Avis aux patrons. Si vous misiez sur la consommation pour relancer votre entreprise en période de crise économique, ne comptez pas trop sur la contribution de Stéphanie Poulin. Car côté dépenses personnelles, cette jeune Montréalaise de 37 ans est plutôt du type «modéré». Pas d'auto, pas de cellulaire, pas de câble, elle paie le solde de sa carte de crédit au complet tous les mois... Le genre de consommatrice qui donne des maux de tête aux cracks du marketing.

 

Il faut dire qu'en matière de consommation, Stéphanie Poulin s'y connaît un peu. Depuis 2001, elle est avocate chez Option consommateurs. Cet organisme à but non lucratif est voué à la défense des intérêts des consommateurs, qui sont encore trop nombreux à être victimes des abus des entreprises malveillantes.

L'an dernier, Stéphanie Poulin en est devenue la responsable du service juridique.
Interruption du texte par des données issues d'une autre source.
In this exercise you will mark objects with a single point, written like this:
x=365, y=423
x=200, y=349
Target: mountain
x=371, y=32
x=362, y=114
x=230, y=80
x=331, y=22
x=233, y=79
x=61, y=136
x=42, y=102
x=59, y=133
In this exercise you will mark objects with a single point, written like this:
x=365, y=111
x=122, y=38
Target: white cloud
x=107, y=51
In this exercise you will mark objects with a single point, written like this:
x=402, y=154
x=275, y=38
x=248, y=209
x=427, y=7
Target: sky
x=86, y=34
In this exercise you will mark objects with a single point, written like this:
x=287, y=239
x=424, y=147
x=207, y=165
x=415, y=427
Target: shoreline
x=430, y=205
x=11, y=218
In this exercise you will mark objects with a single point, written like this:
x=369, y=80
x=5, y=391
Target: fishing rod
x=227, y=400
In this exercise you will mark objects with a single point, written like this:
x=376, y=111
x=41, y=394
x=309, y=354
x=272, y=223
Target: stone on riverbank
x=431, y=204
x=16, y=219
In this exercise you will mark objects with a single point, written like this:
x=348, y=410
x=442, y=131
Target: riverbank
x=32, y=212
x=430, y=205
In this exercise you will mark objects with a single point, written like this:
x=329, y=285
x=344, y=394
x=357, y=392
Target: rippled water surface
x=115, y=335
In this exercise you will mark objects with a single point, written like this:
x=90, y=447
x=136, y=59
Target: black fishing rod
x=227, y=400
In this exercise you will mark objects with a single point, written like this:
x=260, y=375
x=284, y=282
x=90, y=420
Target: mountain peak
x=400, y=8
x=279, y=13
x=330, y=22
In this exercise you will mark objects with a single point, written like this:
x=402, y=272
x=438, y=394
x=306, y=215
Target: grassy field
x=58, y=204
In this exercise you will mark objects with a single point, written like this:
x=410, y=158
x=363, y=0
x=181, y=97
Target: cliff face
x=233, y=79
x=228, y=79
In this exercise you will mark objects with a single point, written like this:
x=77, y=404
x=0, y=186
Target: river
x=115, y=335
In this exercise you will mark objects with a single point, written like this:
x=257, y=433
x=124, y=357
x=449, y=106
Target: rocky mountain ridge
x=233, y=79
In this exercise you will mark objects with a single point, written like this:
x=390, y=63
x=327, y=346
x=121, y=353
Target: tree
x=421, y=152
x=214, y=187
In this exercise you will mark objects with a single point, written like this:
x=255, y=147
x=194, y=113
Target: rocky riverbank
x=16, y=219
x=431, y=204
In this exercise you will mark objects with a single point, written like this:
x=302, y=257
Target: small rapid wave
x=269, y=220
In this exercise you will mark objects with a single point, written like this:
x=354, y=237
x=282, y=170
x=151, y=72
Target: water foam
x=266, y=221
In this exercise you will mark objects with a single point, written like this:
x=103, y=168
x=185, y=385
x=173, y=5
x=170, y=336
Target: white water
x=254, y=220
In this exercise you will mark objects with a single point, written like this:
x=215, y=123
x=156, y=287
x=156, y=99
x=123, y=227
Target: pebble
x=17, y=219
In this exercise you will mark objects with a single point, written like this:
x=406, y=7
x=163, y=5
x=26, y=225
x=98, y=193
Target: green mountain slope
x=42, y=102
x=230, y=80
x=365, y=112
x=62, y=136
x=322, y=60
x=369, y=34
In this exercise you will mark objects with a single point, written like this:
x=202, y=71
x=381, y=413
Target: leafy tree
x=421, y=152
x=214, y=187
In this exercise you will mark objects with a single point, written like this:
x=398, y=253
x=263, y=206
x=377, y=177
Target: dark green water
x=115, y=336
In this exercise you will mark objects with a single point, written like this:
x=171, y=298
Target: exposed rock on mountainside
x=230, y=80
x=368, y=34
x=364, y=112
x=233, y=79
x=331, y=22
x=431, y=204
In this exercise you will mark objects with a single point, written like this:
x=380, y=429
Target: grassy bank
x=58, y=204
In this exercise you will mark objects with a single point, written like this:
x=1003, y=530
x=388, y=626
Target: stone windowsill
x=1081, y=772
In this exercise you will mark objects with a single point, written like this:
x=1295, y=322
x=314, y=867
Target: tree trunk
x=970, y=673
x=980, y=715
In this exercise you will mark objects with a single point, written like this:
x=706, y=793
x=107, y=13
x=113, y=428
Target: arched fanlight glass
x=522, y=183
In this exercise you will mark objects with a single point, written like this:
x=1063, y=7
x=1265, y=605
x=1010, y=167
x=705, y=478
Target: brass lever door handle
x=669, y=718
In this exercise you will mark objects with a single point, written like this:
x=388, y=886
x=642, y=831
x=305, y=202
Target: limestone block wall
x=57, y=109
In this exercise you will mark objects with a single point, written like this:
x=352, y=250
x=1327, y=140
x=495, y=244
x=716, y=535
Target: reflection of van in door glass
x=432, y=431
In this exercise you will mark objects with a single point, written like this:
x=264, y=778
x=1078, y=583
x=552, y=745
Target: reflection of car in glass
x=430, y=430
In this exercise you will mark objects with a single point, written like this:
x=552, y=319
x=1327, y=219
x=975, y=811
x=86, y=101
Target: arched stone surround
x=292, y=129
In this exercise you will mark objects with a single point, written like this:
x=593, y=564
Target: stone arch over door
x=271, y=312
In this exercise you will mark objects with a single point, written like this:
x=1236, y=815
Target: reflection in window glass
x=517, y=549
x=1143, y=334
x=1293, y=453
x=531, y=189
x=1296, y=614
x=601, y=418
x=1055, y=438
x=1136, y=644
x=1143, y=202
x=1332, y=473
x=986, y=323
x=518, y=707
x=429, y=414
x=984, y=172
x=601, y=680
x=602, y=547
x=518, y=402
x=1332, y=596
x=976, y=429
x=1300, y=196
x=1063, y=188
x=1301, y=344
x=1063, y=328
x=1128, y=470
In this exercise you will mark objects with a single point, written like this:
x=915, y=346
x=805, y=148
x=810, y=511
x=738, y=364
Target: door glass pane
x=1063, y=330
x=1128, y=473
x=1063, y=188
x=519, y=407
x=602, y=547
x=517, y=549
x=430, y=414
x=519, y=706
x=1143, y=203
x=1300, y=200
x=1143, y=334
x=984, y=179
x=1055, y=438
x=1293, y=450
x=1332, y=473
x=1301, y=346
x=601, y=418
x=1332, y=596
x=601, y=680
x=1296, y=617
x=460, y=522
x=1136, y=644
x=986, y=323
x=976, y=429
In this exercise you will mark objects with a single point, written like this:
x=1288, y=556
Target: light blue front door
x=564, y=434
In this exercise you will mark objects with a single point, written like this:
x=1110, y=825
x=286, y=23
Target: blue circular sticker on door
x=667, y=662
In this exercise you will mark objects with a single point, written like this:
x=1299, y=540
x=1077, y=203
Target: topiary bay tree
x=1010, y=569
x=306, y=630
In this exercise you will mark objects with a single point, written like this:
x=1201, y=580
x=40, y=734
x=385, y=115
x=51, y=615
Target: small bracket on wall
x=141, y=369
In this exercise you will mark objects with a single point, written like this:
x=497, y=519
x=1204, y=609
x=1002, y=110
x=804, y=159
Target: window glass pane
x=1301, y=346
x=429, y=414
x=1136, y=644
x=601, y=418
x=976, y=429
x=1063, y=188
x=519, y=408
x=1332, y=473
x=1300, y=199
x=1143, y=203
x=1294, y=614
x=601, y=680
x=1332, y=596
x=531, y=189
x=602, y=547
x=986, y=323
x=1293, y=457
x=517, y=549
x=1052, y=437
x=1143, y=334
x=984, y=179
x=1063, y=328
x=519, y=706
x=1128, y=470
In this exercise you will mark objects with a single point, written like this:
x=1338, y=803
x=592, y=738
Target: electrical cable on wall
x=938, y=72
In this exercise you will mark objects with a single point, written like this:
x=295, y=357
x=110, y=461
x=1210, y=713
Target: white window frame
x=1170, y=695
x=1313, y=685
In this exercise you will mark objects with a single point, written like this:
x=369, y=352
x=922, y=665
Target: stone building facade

Ces jours-ci, elle est particulièrement de bonne humeur. Son organisme a annoncé lundi avoir conclu un règlement à l'amiable avec la société Maple Leaf, qui pourrait devoir verser au moins 25 millions de dollars. L'entente découle des divers recours collectifs déposés l'été dernier à la suite de l'éclosion de cas de listériose qui a mené au rappel de certains produits alimentaires fabriqués par Maple Leaf entre le 1er janvier et le 31 août 2008.

«C'est le genre de dossier qui, normalement, dure des années», dit Me Poulin, heureuse du dénouement. Elle explique que les avocats des grandes entreprises utilisent d'habitude tous les trucs pour allonger les délais. Cette fois-ci, la volonté des dirigeants de Maple Leaf de régler rapidement a fait la différence.

Stéphanie Poulin reçoit La Presse dans un petit espace qui lui sert de bureau. On est loin du luxe des grands cabinets du centre-ville. Et, à vrai dire, elle s'en moque un peu, car elle n'a jamais rêvé de pratiquer dans une grande firme.

Si elle est devenue avocate, c'est parce que plus jeune, «elle voulait comprendre la société dans laquelle elle vivait». Et si elle a choisi de bosser pour Option Consommateurs à un salaire deux fois moins élevé que ce que touche un avocat de première année dans certains bureaux, c'est parce qu'elle a toujours été sensible aux déséquilibres entre les parties - consommateurs et entreprises. Ado, dit-elle, elle pouvait passer des heures devant la télé à écouter des émissions comme JE et La facture.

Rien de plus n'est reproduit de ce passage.